# Problem: Stones getting black patches



## popat_lal (Aug 12, 2009)

My Cichlid setup is 3.5moths old.

after 1st month, the diatom problem was there, 40% of the stones covered with reddish crystals (diatom- 1mm in diameter).

Now, I'm having this problem - almost 70% of the white stones are covered with black crystal like formation. its not protruding.

I tried cleaning red crystal like formations but to no avail.

Now the white stones are becoming really ugly & eye sore in the tank.

Day before yesterday, I removed 40% of the stones & added fine gravel.

Now there's something black forming in it at a particular spot.

Possible Cause: For two months i was not at home, so my bro changed the water (25%) ONCE, he didnt clean much of the waste from bottom.
I usually change 15-25% water at 2 week intervals.

Whats goin on in my tank? Will this hurt my cichlids? 

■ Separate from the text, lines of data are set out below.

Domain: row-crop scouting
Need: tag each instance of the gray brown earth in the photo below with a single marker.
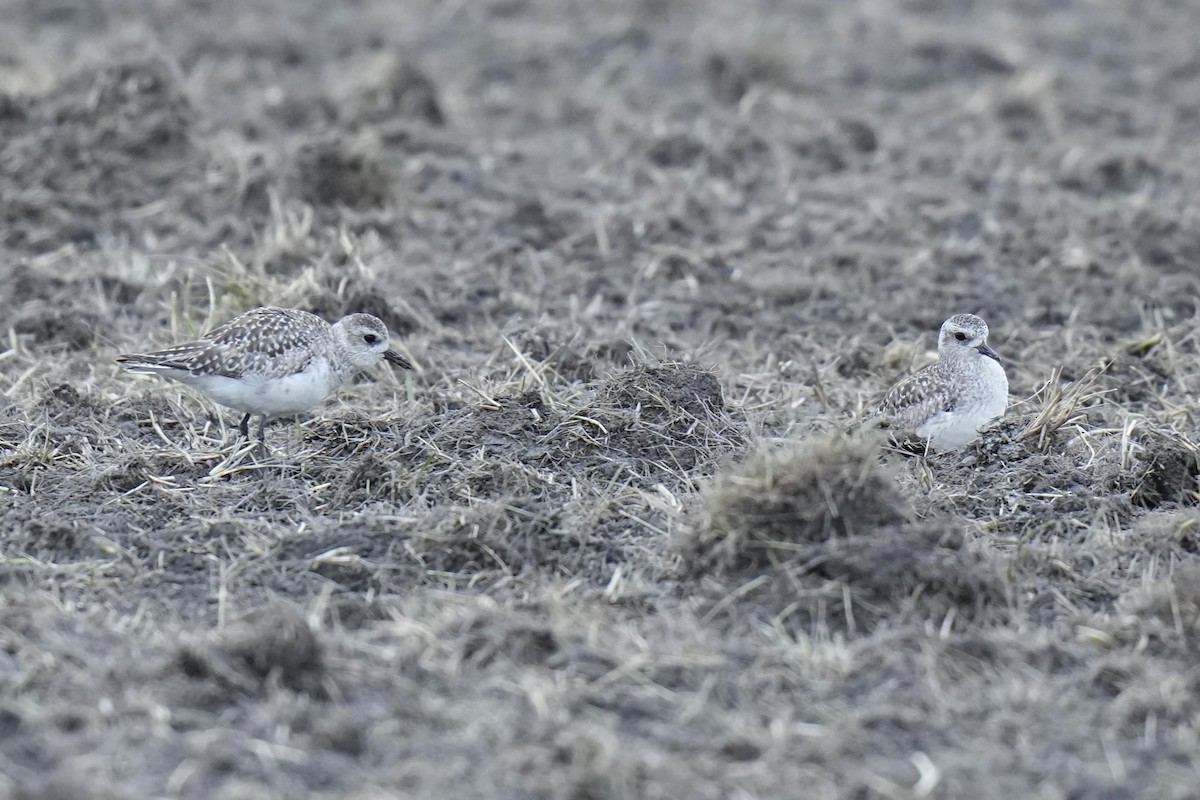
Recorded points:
(653, 258)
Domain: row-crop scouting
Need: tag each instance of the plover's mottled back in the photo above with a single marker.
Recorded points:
(273, 361)
(948, 402)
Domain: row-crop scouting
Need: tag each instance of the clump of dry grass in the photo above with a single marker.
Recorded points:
(820, 531)
(781, 498)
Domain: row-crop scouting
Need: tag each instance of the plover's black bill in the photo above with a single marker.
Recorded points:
(391, 356)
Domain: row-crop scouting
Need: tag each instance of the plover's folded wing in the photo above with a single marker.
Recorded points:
(174, 359)
(262, 341)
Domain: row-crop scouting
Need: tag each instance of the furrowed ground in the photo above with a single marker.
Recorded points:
(617, 536)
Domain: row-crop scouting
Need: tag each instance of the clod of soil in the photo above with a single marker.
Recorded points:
(335, 172)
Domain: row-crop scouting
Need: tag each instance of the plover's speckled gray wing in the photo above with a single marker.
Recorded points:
(265, 342)
(949, 402)
(919, 396)
(273, 361)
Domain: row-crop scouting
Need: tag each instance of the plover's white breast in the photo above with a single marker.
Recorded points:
(949, 402)
(271, 361)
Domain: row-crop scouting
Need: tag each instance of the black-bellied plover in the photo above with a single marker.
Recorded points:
(948, 402)
(273, 361)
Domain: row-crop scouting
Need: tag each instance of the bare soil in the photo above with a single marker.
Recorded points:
(617, 536)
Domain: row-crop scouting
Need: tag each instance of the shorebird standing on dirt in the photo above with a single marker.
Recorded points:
(948, 402)
(273, 361)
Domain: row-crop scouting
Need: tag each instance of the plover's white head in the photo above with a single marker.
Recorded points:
(363, 341)
(964, 336)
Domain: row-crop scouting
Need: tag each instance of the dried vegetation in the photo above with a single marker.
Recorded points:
(609, 540)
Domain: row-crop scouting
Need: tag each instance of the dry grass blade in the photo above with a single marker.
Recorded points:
(1062, 405)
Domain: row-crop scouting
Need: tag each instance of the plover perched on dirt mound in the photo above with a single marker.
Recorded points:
(948, 402)
(273, 361)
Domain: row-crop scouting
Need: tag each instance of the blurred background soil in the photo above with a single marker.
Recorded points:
(610, 540)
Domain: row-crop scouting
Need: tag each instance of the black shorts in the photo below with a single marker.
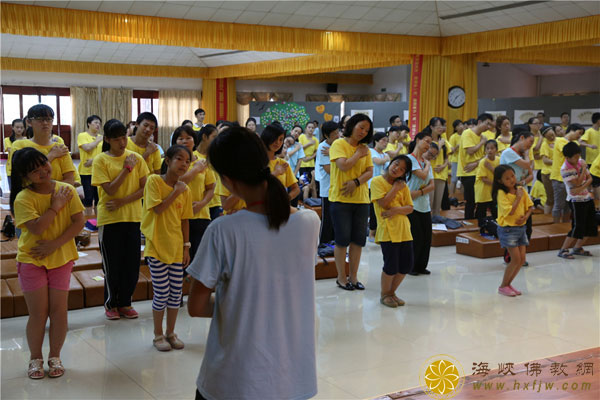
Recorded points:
(397, 257)
(583, 219)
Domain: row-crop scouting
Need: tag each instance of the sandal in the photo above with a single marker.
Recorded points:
(564, 253)
(388, 301)
(56, 368)
(36, 369)
(578, 251)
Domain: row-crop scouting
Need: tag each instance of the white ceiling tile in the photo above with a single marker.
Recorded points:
(84, 5)
(200, 13)
(250, 17)
(222, 15)
(355, 12)
(310, 9)
(169, 10)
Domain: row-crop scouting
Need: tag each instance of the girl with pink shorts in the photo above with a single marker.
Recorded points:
(50, 215)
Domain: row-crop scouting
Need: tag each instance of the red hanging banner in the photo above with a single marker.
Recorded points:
(415, 94)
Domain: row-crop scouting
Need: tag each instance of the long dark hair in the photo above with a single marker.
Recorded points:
(24, 161)
(241, 155)
(497, 184)
(113, 128)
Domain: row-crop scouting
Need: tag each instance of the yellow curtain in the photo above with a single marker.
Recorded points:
(80, 67)
(116, 103)
(532, 36)
(174, 106)
(27, 20)
(209, 100)
(84, 102)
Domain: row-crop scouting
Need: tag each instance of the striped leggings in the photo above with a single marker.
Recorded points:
(167, 280)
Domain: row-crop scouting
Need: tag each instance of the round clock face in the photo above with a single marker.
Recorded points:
(456, 97)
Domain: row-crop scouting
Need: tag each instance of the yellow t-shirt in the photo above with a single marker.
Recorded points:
(85, 138)
(60, 166)
(287, 178)
(105, 169)
(439, 160)
(342, 149)
(483, 191)
(216, 200)
(591, 136)
(595, 168)
(164, 239)
(198, 188)
(154, 161)
(505, 202)
(558, 159)
(397, 228)
(469, 139)
(546, 150)
(539, 192)
(30, 205)
(309, 151)
(221, 190)
(454, 141)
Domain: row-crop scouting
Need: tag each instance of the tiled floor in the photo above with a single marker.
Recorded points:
(364, 349)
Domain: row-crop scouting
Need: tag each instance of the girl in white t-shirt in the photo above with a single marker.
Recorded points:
(267, 301)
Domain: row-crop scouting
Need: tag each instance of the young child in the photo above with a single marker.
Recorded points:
(49, 214)
(514, 208)
(120, 176)
(577, 181)
(259, 296)
(391, 197)
(484, 181)
(167, 209)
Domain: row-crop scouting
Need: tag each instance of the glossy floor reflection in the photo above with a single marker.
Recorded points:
(364, 349)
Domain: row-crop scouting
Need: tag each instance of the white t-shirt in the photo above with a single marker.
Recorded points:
(261, 343)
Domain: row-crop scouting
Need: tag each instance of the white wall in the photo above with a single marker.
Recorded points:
(504, 80)
(572, 83)
(52, 79)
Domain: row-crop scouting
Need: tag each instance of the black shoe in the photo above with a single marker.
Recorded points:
(347, 286)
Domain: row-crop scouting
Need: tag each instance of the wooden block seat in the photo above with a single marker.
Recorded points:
(474, 245)
(6, 300)
(326, 269)
(448, 238)
(19, 305)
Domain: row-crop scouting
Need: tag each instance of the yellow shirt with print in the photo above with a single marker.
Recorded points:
(221, 190)
(164, 239)
(198, 188)
(308, 151)
(342, 149)
(558, 159)
(439, 160)
(287, 178)
(30, 205)
(397, 228)
(505, 202)
(105, 169)
(546, 150)
(60, 166)
(591, 136)
(469, 139)
(483, 191)
(153, 162)
(86, 138)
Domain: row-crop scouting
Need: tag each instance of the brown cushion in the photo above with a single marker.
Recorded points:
(6, 300)
(93, 290)
(19, 305)
(76, 298)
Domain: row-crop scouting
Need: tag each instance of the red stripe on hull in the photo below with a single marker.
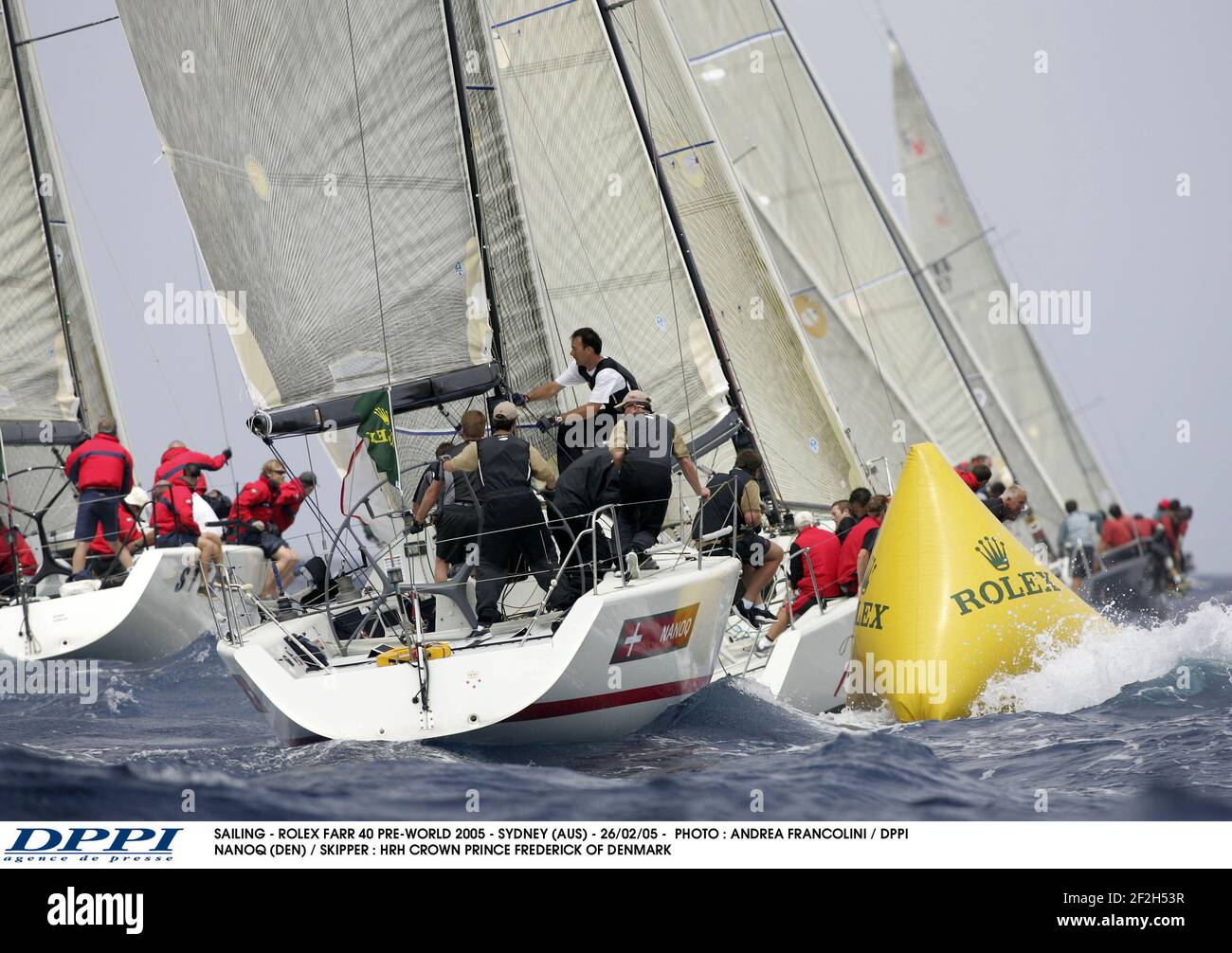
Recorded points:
(611, 699)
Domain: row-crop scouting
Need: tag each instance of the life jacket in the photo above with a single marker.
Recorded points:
(1144, 527)
(851, 546)
(460, 488)
(726, 492)
(291, 496)
(177, 459)
(1117, 530)
(504, 465)
(100, 463)
(172, 512)
(648, 444)
(824, 554)
(128, 532)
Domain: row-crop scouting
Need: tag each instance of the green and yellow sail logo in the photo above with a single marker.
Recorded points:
(376, 428)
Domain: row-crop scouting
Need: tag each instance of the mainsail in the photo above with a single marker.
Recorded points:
(799, 163)
(54, 369)
(948, 232)
(792, 416)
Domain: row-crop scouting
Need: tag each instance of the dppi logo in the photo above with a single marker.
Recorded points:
(118, 845)
(993, 591)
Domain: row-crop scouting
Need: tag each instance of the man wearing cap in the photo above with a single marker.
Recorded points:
(253, 513)
(175, 525)
(813, 573)
(510, 520)
(132, 533)
(643, 443)
(608, 382)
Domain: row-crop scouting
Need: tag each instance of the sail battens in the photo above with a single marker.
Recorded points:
(528, 15)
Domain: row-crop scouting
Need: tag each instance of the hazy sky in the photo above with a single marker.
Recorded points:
(1076, 171)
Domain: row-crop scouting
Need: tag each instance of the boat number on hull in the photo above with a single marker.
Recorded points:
(654, 635)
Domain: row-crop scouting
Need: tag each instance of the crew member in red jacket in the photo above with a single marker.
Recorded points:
(814, 558)
(849, 558)
(185, 465)
(102, 471)
(12, 541)
(173, 524)
(255, 512)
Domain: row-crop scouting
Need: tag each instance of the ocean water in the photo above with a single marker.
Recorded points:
(1137, 726)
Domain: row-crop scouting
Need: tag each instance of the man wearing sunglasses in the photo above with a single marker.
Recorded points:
(255, 510)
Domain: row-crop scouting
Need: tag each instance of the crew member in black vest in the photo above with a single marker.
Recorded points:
(454, 497)
(590, 423)
(512, 522)
(643, 443)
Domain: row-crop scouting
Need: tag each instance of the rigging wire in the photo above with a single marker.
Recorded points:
(213, 365)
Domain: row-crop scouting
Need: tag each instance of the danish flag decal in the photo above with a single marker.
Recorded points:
(654, 635)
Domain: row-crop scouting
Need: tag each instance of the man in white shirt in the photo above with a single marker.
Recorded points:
(589, 423)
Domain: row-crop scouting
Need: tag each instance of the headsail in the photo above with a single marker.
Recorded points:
(595, 217)
(800, 167)
(85, 354)
(948, 232)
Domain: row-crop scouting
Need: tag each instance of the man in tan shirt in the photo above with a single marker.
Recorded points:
(643, 443)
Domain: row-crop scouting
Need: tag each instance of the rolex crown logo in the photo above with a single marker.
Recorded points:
(994, 551)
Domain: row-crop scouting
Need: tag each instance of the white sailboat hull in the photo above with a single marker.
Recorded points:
(619, 657)
(155, 612)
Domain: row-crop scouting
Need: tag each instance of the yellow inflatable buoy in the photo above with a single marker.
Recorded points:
(950, 600)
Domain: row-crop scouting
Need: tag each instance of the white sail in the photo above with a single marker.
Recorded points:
(800, 435)
(948, 232)
(36, 484)
(596, 221)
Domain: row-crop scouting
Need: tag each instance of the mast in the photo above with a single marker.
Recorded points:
(734, 387)
(42, 207)
(473, 177)
(892, 228)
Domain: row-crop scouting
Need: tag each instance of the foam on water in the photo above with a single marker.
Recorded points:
(1072, 677)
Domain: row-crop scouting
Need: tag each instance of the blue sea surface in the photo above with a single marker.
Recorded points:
(1132, 726)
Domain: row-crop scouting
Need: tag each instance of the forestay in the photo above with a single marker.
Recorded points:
(318, 153)
(796, 426)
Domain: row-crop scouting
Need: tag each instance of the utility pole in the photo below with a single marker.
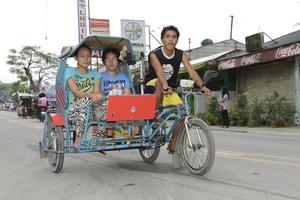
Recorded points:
(89, 18)
(231, 26)
(189, 49)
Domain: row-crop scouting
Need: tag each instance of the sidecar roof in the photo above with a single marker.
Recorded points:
(99, 42)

Whats the possible solution?

Check the pics.




Note: All the white stones were milky white when new, now they are heavily discoloured.


----------



## bulldogg7 (Mar 3, 2003)

looks like some sort of mineral degrading in the rocks, calcium or something maybe.


----------



## popat_lal (Aug 12, 2009)

i forgot to add, i use RO water + mineral water.
the tap water is hard water.


----------



## popat_lal (Aug 12, 2009)

help me with this guys.


----------



## popat_lal (Aug 12, 2009)

the red area are getting covered with black.


----------



## BRANT13 (Feb 18, 2009)

im guessing just gunk and algae is beginning to form or like stated before a softer mineral in the rock is deteriorating faster than the rest.


----------



## Barbie (Feb 13, 2003)

If your water is acidic (which it probably is if you're using predominantly RO water) you're degrading the stones, actually dissolving them. They could be releasing less than beneficial things into your tank. What is your pH? What is your kH? Why do people automatically assume hard water is the devil?

Barbie


----------



## 55gal (Jan 19, 2009)

I would try cleaning them under your faucet with a clean brush and then boil them in a pan for about 4-5 min. Let them cool down by themselves.

What's your maintenance schedule like ?

What are your water specs ?

Have you lost any fish ?


----------



## Bweb (Mar 31, 2009)

Those rocks don't have some white coloring on them do they it almost looks like that in the pictures and its dissolving of into your tank I would get rid of them and get some more natural stone. Don't want to unintentionally poison your fish.


----------